11 Jan, 2013, arendjr wrote in the 19th comment:
Votes: 0
I agree with Rarva, just because it's valid C(++) doesn't mean it's intended. And yes, the compiler can detect many code smells and bad practices, so producing a warning is often desired.

Btw, I personally prefer the Clang compiler over GCC, especially because of its much more useful warnings and error messages.

comma.cpp:
int main(int argc, char *argv[]) {
float gain = 4.0;
gain *= 0,75;
return 0;
}


Output:
$ clang++ comma.cpp
comma.cpp:3:12: warning: expression result unused [-Wunused-value]
gain *= 0,75;
^~
1 warning generated.
17 Jan, 2013, Rarva.Riendf wrote in the 20th comment:
Votes: 0
As a final conclusion to the this thread I read a little about compilers for C since then.
Seems like it is common knowledge that GCC is indeed very weak at generating useful warning messages. G++ would have detected my problem (provided I could comile in G++ heh) and of course Clang (LLVM) does detect it as well.
What is noticeable is that the static Analyzer also detected 1 actual bug finding a variable set but not used (must have felt asleep on this code), and 3 valid potential null pointer exception in my code. (need to look into them to see if they can actually happen in real running condition but still).
And a whole bunch of useless warning as well (around 180 if you wann know), but easy to sort as they were all the same basically.

Quote
It probably *IS* a typo, but the compiler can't know that.

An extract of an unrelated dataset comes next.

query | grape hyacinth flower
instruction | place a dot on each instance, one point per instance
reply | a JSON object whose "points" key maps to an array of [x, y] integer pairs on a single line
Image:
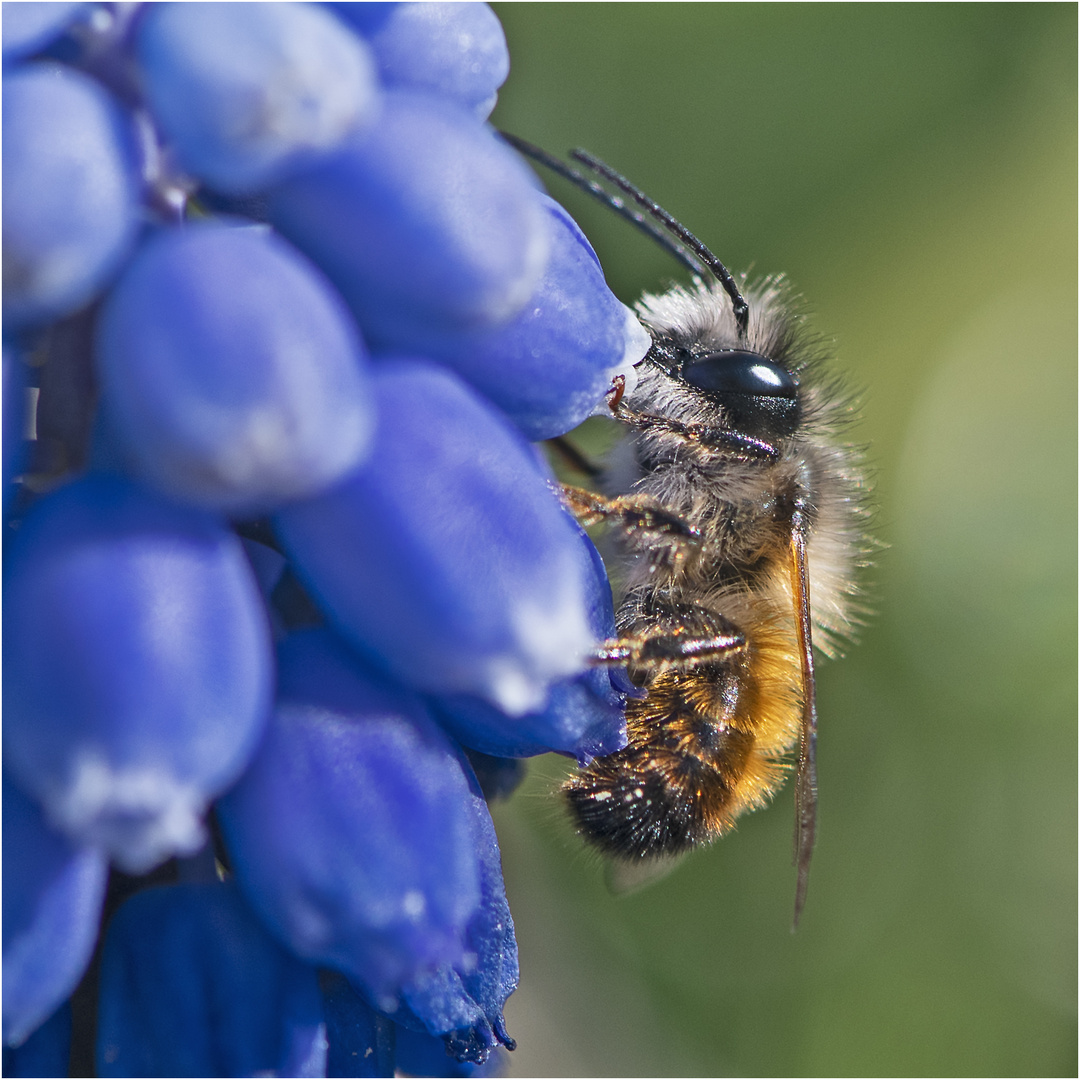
{"points": [[287, 589]]}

Well actually some compilo actually are smart enough to warn that you 'may' have brain farted :) And it is real dam nice.

From what I read it is now common knowledge that you should use CLang for the warning messages, and GCC for release as GCC will provide better binary. (doubt it matter for a mud though, I never ever used any optimization as it makes the core dump mostly useless in case of a crash)

Thanx you all for the help, I have another efficient tool to proofread my slopping coding.